Strike Action Hurts Goldfields

Goldfields Ghana Limited could lose about $6 million a day as its workers continue their strike action.

3,000 workers, who began an industrial action Tuesday over what they described as unfair working conditions and the dismissal of a senior Ghanaian official, have called for a review of how profits are shared among employees.

According to General Secretary of the Mine Workers Union, Prince William Ankrah, the workers have been compelled to continue with the action because management has not shown any convincing response.

He added that Goldfields will face the consequences if allows the situation to continue unresolved.

Already, the action has resulted in the suspension of operations at the company’s Damang and Tarkwa mines.

Likely to be grossly affected by the action is Government revenues since Goldfields, over the years, have been the biggest taxpayer to the State.

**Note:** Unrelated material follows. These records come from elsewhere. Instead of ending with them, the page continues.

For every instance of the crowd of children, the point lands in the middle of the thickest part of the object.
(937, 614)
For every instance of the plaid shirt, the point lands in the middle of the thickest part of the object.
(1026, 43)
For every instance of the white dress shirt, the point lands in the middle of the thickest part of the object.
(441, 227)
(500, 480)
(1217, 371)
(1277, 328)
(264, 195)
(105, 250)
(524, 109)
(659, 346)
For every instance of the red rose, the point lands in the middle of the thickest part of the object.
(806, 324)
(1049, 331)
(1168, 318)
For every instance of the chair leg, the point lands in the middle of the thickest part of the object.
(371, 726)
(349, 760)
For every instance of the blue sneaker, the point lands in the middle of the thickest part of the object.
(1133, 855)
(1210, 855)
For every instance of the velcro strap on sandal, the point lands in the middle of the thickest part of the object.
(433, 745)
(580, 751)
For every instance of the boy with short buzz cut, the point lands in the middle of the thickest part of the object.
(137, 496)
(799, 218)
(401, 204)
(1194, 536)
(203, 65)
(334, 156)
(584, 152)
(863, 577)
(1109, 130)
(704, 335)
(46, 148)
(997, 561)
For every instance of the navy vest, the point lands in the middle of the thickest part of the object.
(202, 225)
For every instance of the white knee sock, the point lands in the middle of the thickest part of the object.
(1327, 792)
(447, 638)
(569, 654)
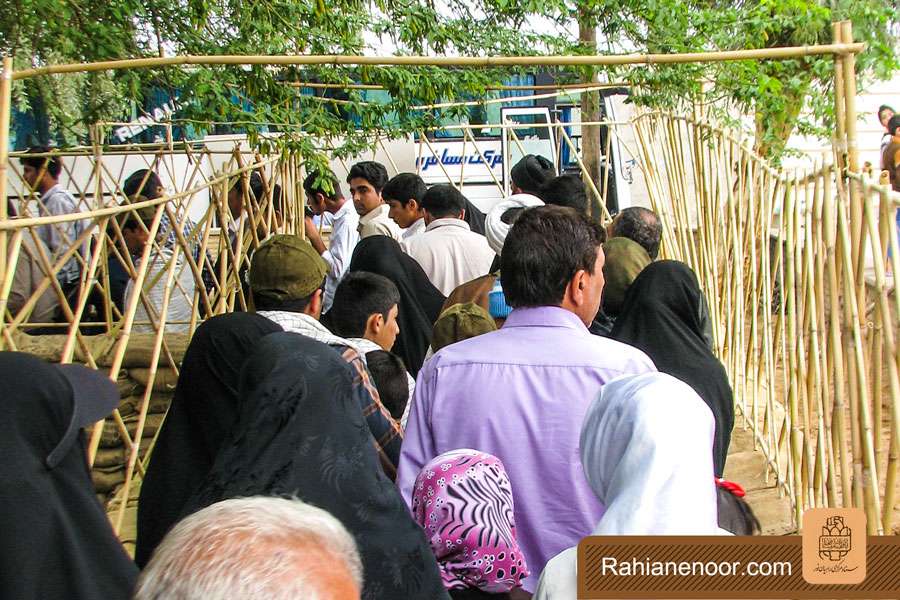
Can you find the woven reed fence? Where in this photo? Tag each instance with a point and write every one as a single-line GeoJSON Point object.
{"type": "Point", "coordinates": [797, 265]}
{"type": "Point", "coordinates": [794, 265]}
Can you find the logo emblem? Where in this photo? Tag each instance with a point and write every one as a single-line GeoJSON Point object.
{"type": "Point", "coordinates": [834, 545]}
{"type": "Point", "coordinates": [835, 541]}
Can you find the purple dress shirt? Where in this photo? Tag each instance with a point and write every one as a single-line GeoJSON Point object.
{"type": "Point", "coordinates": [521, 393]}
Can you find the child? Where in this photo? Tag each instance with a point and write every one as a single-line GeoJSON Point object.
{"type": "Point", "coordinates": [389, 374]}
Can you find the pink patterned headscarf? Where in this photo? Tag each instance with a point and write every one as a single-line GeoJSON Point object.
{"type": "Point", "coordinates": [463, 500]}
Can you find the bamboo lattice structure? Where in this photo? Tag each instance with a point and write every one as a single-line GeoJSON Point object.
{"type": "Point", "coordinates": [796, 266]}
{"type": "Point", "coordinates": [806, 316]}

Goldfields Ghana currently contributes about 40 percent of gold output.

Meanwhile, the Ghana Chamber of Mines says it is intervening to ensure that an amicable settlement evolves.

Dr Tony Aubynn told newsmen in Accra that he expected the company’s management and employees to resolve the issue as soon as practicable, adding that the root of the conflict must be made known.

Today, the Vice President of Goldfields Ghana Limited is expected to meet the miners on in a bid to settle the striking workers’ demands.

The workers, among other things, are demanding an unconditional re-instatement of the senior Ghanaian official who was dismissed after an internal disciplinary procedure.

They further noted they were dissatisfied with some management structures and also the alleged discrimination between expatriate and Ghanaian.

The company described the strike action as unlawful.

Yesterday, management of Goldfields warned that the action by the workers could expose workers to the no-work, no-pay rule, adding they might face possible dismissal.